I have been partaking in a bible study going in depth through that book of Esther. It really has been amazing. I'm learning so much about myself and God and what he wants to do in my life. I think it's truly breath taking when we become so AWARE of how real God is and his power in our lives. I have many dreams, hopes, and desires. I know it will be exciting to look back a year from now and on these blog entries to see where the Lord has brought me. God is so merciful and grace giving.
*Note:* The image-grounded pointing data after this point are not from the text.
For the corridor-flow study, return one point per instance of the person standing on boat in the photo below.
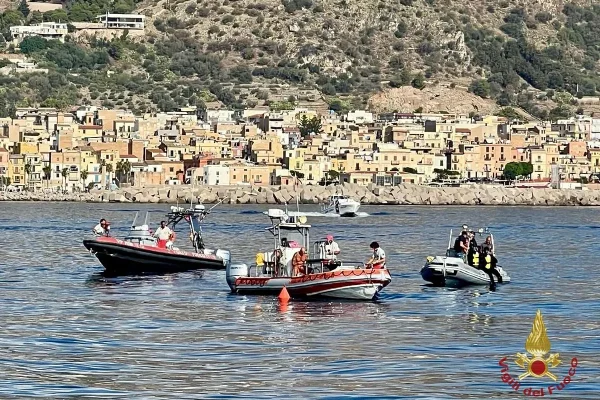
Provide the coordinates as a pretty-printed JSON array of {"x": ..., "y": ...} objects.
[
  {"x": 298, "y": 262},
  {"x": 163, "y": 234},
  {"x": 102, "y": 229},
  {"x": 461, "y": 245},
  {"x": 473, "y": 249},
  {"x": 487, "y": 263},
  {"x": 488, "y": 245},
  {"x": 331, "y": 249},
  {"x": 377, "y": 260}
]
Everyday I feel overwhelmed with gratefulness for God saving my life. I choose to surrender my life to Jesus Christ. A life without him is not worth living.(which I learned the hard way). I choose to be on his side. Im reminded of a great worship song we sang on tour one year
Father I see that you are drawing a line in the sand
And I want to be standing on your side, holding your hand
Let your kingdom come, let it live in me
This is prayer, this is my plea

These past couple weeks I have learned to accept that If I perish, I perish
If the very worst scenario I could conjure up in my head were to come true, then I'll always have my Jesus. Jesus who is my father, my lover, my healer, my provider, my best friend, my listener, my life giver and so much more. I continue to pray that Jesus would take all that is ME and take it away and replace it with him. I want to shine as his daughter! Oh how sweet is the Love he has for us!!

I went to Barnes and Noble today and bought a book called Crazy Love! I am excited to start reading it. I also picked up a couple new Journals. Im starting to become an avid journaler/blogger! One of the journals is a person journal and the other one is a new project. Quite some time ago I really felt pressed upon my heart to start a journal type thing that I hope to give to my future husband someday. It's a book that will be full of love letters to him and other letters to him on a daily basis. I am not a virgin for quite some time now but I want to be able to give my future husband something from my heart--letters and daily entries. I have sooo much love for my husband, whoever and wherever he is. I want to save myself from here on out for him, to preserve myself and my love for him. I am looking forward to this project and seeing it through!

I must get ready for work now!

2 comments:

  1. Roxanne, this is just beautiful! I am so glad that you and Patti have formed such a bond. She truly is a wonderful woman and friend. How great is the Lord to bring you together... for such a time as this!

    Your passion to live for the Lord is infectious. And to hear your words about the Lord... how He loves you and you love Him.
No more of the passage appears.